1. A method for reordering messages for processing, the messages received from a communication network, each message characterized by a source identifier and type, the method comprising:

providing a message store, the message store including a plurality of storage slots;

providing a plurality of FIFO queues;

enqueuing a given message including:

storing the given message in a given storage slot identified by a given tag;

selecting one of the FIFO queues based at least on source identifier and type for the given message; and

loading the given tag onto the selected FIFO queue.

2. The method of claim 1 further including:

selecting a message for dequeuing after the tag corresponding to the message is at the head of one of the FIFO queues;

removing the tag corresponding to the selected message from the corresponding FIFO queue; and

freeing the storage slot identified by the tag corresponding to the selected message.

3. The method of claim 2 wherein selecting a message for dequeuing includes arbitrating for priority by applying a round robin priority algorithm.

4. The method of claim 2 wherein selecting a message for dequeuing further includes determining that resources are available for processing the message.

5. The method of claim 4 wherein selecting a message for dequeuing further includes arbitrating for priority.

6. The method of claim 1 wherein selecting one of the FIFO queues includes ensuring that no two FIFO queues contain tags corresponding to messages with the same source identifier and type.

7. The method of claim 1 wherein the number of FIFO queues equals the number of storage slots.

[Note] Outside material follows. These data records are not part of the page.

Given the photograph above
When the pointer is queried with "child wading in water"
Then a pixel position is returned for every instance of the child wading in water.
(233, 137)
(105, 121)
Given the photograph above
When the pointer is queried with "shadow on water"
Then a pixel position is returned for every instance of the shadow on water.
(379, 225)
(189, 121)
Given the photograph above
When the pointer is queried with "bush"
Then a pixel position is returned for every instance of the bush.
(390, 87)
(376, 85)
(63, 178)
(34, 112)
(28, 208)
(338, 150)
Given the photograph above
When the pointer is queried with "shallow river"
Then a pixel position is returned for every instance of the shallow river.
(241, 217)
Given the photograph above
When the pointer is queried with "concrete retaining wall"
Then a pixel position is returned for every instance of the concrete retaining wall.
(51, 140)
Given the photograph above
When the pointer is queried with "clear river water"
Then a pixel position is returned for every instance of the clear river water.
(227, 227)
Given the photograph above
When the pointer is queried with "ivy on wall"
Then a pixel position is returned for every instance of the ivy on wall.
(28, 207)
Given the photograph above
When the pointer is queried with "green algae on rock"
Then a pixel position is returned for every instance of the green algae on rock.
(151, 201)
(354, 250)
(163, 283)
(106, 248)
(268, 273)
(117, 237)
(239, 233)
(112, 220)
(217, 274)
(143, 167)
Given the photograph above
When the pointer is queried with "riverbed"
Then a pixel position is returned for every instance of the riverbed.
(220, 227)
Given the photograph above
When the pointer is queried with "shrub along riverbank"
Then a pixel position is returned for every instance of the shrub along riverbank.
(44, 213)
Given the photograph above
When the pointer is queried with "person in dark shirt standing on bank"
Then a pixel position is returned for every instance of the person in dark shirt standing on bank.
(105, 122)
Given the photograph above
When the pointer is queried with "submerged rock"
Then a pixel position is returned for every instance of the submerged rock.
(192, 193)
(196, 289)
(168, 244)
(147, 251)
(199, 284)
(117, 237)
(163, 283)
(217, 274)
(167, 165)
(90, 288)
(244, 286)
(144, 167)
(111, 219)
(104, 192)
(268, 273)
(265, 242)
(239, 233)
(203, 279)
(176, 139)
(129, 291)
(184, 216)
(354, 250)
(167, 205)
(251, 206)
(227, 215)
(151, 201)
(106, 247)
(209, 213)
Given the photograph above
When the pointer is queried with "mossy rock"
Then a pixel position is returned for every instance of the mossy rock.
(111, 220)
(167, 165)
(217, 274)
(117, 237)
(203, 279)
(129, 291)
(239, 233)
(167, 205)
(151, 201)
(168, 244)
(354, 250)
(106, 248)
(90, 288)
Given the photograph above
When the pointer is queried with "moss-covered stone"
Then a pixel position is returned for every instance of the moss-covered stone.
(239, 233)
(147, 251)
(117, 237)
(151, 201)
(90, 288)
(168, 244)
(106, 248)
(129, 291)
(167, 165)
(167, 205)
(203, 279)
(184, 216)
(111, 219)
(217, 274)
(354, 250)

8. A method for reordering messages for processing by a node, the messages received from a communication network, each message characterized by a source identifier and type, the method comprising:

providing a message store, the message store including a plurality of storage slots, the slots storing messages;

providing a plurality of FIFO queues, the queues containing tags corresponding to storage slots;

selecting a given message for dequeuing after the tag corresponding to the given message is at the head of one of the FIFO queues;

removing the tag corresponding to the given message from the FIFO queue; and

freeing the storage slot identified by the tag.

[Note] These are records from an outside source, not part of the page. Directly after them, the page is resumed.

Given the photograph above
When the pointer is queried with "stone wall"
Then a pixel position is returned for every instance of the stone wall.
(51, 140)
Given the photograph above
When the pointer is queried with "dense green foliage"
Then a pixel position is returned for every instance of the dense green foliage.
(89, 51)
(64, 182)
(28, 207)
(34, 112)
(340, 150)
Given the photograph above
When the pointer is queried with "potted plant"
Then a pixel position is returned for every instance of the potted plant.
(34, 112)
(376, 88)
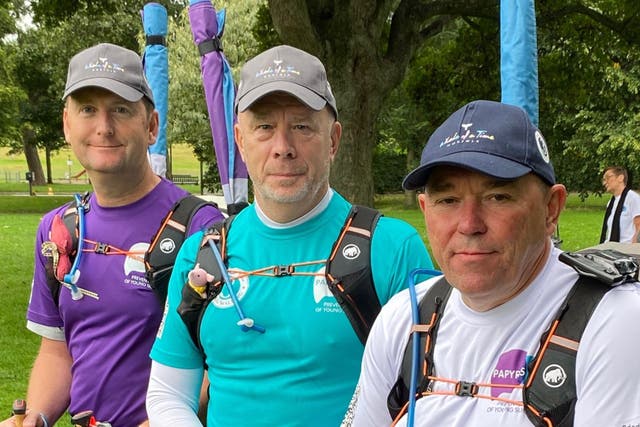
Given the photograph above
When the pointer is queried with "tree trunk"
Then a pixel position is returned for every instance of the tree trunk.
(410, 195)
(47, 159)
(33, 159)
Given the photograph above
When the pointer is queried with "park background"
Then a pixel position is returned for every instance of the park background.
(398, 69)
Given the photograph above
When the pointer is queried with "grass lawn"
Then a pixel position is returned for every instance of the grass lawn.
(19, 216)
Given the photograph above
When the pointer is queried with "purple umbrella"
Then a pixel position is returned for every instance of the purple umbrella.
(207, 27)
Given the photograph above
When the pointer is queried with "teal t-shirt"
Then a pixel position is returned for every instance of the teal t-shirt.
(303, 370)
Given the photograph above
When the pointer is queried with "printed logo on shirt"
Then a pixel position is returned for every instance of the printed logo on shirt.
(134, 266)
(239, 287)
(554, 375)
(509, 370)
(322, 295)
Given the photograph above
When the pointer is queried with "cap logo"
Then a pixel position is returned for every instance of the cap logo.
(278, 71)
(468, 136)
(103, 65)
(542, 147)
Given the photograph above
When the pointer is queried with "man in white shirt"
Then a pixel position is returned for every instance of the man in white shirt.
(491, 205)
(621, 221)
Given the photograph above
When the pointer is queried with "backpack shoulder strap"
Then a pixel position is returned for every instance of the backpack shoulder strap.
(348, 270)
(550, 388)
(166, 242)
(193, 304)
(431, 308)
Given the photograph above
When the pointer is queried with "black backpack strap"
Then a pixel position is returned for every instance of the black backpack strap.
(550, 387)
(166, 243)
(348, 270)
(431, 308)
(193, 304)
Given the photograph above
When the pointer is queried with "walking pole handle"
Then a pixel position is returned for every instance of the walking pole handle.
(19, 410)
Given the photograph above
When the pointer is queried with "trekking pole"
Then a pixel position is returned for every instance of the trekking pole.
(19, 410)
(86, 419)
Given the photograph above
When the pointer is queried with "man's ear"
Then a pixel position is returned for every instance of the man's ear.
(237, 136)
(65, 125)
(336, 135)
(154, 127)
(557, 198)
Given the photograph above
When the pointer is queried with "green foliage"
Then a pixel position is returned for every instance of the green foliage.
(444, 75)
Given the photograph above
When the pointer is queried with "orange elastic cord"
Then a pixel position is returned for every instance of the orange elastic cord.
(400, 414)
(344, 231)
(113, 250)
(546, 420)
(427, 344)
(543, 349)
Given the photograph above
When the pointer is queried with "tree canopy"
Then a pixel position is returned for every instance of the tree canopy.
(398, 68)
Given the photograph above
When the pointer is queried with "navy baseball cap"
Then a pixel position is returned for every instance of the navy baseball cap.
(285, 69)
(489, 137)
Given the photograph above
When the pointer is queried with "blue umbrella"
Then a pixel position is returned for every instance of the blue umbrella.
(519, 56)
(156, 68)
(207, 27)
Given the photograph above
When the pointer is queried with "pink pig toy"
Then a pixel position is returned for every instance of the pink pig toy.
(198, 279)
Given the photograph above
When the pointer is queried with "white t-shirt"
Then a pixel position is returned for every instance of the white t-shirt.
(492, 347)
(630, 210)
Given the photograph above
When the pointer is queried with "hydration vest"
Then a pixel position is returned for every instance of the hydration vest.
(549, 392)
(158, 258)
(350, 280)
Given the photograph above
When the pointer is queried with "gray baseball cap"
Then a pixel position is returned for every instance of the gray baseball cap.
(114, 68)
(285, 69)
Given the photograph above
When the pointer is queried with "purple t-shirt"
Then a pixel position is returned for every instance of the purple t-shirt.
(110, 331)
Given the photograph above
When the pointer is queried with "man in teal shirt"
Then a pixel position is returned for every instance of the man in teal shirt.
(302, 370)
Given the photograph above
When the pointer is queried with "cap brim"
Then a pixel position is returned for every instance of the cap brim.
(306, 96)
(120, 89)
(489, 164)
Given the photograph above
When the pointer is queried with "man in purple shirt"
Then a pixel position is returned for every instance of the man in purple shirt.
(94, 350)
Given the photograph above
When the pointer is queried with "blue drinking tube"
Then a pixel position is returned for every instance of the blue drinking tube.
(415, 335)
(245, 323)
(72, 277)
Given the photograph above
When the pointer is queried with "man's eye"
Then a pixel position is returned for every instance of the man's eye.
(500, 197)
(445, 200)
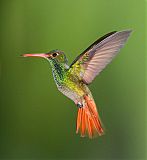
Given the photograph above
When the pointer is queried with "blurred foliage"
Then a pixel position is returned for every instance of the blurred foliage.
(38, 122)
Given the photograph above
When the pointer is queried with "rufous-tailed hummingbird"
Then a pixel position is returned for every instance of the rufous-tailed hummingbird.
(73, 80)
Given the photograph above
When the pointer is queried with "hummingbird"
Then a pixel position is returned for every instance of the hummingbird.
(73, 80)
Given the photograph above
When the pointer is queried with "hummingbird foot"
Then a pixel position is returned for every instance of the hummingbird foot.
(79, 105)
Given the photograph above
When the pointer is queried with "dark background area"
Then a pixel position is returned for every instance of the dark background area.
(38, 122)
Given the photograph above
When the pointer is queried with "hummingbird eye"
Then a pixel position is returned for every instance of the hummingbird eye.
(54, 54)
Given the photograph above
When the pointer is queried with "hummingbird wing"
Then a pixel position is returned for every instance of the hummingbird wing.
(96, 57)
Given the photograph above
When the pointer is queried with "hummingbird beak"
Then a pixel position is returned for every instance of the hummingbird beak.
(43, 55)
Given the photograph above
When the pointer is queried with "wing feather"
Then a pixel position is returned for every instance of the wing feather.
(96, 57)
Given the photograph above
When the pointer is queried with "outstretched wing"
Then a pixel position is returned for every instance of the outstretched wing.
(95, 58)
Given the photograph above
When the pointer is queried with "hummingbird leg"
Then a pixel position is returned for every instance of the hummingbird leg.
(79, 105)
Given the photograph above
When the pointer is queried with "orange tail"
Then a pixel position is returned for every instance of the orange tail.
(88, 120)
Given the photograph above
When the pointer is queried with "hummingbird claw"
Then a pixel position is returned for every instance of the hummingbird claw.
(79, 105)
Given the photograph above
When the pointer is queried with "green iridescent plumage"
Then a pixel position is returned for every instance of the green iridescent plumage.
(73, 80)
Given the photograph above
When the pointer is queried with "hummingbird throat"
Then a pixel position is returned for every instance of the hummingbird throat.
(58, 70)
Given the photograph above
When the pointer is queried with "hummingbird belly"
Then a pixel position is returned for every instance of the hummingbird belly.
(72, 90)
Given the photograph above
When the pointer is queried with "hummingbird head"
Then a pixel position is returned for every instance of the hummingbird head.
(54, 55)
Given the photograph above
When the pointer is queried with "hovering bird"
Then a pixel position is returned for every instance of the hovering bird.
(73, 80)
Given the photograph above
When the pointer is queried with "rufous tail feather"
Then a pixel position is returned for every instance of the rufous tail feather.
(88, 120)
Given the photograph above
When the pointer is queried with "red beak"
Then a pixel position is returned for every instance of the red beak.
(43, 55)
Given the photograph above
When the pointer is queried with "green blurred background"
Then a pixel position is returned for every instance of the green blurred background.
(38, 122)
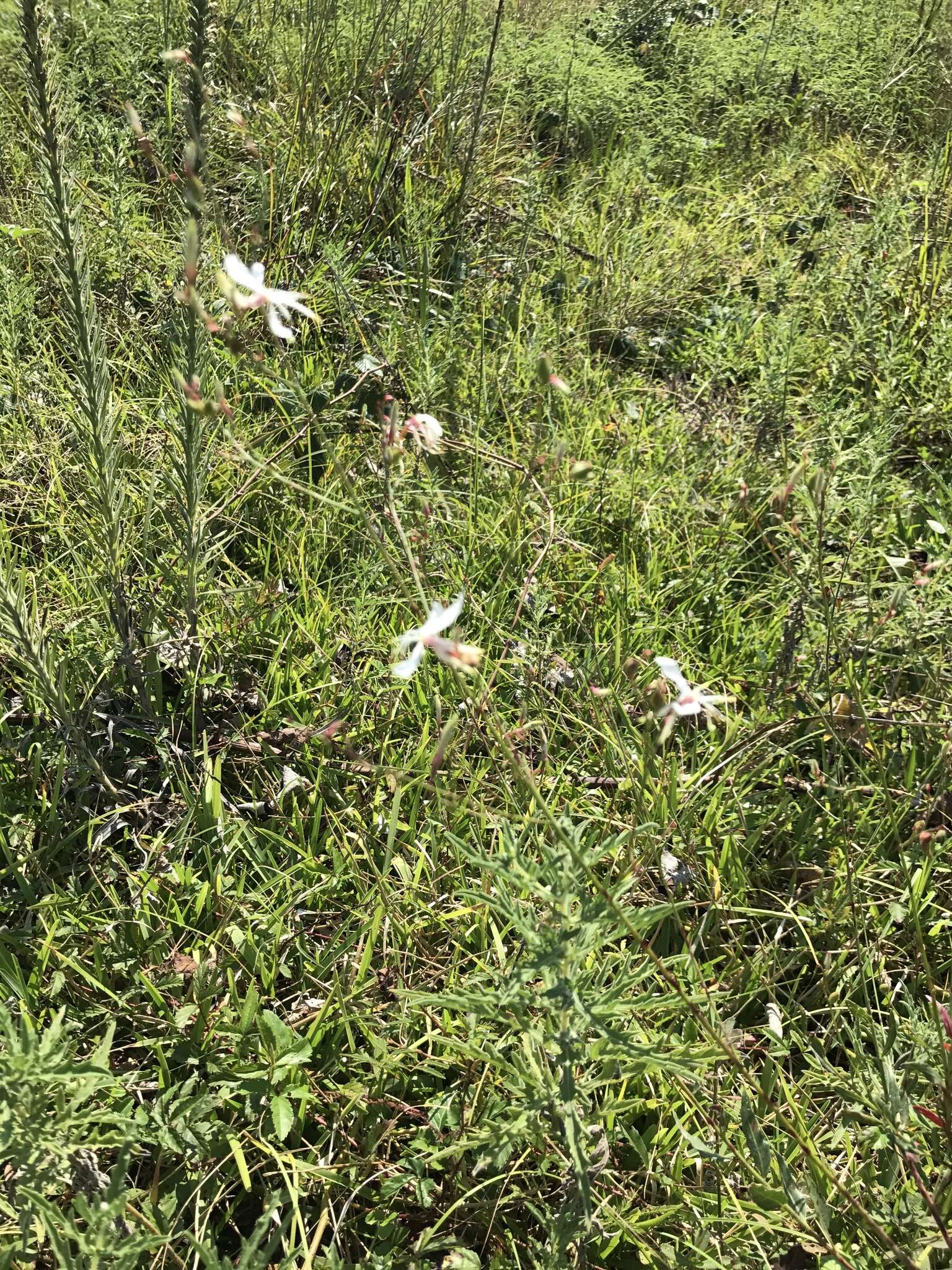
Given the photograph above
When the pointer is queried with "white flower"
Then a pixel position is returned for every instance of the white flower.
(426, 431)
(277, 303)
(690, 701)
(428, 637)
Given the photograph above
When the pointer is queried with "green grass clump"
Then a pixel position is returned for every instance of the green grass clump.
(506, 964)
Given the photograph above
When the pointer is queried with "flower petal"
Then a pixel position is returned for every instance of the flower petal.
(442, 619)
(240, 275)
(408, 667)
(684, 709)
(671, 670)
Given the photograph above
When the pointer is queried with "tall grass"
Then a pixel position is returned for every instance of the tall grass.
(527, 959)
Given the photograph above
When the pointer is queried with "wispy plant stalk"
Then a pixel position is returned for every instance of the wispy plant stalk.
(90, 384)
(191, 465)
(90, 381)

9. A method according to claim 8, wherein selecting a given message for dequeuing further includes determining that the node has acquired resources for processing the given message.

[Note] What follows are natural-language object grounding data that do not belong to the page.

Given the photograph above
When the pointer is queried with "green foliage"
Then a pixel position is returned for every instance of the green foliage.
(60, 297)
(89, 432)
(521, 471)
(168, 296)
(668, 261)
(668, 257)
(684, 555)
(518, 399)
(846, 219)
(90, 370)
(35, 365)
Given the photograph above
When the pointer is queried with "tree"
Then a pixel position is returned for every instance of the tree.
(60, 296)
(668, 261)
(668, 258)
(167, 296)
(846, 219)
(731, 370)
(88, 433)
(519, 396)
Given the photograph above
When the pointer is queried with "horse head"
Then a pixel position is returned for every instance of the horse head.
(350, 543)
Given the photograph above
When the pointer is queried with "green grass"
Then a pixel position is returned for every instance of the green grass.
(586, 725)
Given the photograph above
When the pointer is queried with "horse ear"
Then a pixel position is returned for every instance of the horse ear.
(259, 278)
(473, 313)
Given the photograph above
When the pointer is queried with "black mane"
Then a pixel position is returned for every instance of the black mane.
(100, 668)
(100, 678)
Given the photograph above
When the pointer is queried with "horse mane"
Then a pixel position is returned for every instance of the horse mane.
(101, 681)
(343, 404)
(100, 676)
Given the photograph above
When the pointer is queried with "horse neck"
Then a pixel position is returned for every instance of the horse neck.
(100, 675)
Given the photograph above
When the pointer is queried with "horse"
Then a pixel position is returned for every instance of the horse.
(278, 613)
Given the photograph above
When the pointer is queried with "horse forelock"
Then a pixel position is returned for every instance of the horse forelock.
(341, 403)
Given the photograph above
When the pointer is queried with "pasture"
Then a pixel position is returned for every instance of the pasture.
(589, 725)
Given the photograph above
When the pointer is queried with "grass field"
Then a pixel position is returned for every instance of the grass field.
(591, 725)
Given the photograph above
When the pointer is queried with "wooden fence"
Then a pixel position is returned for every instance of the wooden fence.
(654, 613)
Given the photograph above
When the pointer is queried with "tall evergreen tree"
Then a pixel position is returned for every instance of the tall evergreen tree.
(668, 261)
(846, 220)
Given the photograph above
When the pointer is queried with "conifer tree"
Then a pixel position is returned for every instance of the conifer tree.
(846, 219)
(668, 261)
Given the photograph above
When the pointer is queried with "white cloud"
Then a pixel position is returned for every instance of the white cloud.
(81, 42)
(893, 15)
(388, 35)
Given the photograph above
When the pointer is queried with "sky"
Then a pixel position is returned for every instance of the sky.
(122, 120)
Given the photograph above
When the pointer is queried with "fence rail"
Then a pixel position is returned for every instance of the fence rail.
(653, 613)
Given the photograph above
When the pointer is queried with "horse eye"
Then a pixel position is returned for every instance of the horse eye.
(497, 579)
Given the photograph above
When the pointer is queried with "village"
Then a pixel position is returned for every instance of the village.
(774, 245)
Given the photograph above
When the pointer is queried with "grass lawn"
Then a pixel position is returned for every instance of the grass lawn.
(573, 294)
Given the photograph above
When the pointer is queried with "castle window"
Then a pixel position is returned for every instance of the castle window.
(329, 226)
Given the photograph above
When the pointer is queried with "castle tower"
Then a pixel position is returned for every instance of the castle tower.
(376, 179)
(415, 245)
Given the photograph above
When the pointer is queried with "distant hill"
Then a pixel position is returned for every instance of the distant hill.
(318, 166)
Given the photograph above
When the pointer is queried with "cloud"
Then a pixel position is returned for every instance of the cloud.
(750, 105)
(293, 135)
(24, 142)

10. A method according to claim 8, wherein selecting a given message for dequeuing further includes arbitrating for priority among messages for which the corresponding tag is at the head of one of the FIFO queues and for which the node has acquired resources for processing the given message.

11. A method according to claim 10, wherein arbitrating for priority includes applying a round robin priority algorithm.

12. A message reordering device for messages received from a communication network for processing, each message characterized by a source identifier and a type, the device comprising:

a message store, the message store including a plurality of storage slots;

a plurality of FIFO queues;

logic for enqueuing a given message including:

storing the given message in a storage slot identified by a given tag;

selecting one of the plurality of FIFO queues based at least on source identifier and type for the message; and

loading the given tag onto the selected FIFO queue.

13. The device of claim 12 further including:

logic for selecting a given message for dequeuing;

logic for removing the tag corresponding to the given message from the corresponding FIFO queue; and

logic for freeing the storage slot identified by the tag corresponding to the given message.

14. The device of claim 13, wherein logic for selecting a given message for dequeuing further includes logic for arbitrating for priority among messages for which the corresponding tag is at the head of any FIFO queue and for which the node has acquired resources for processing the message.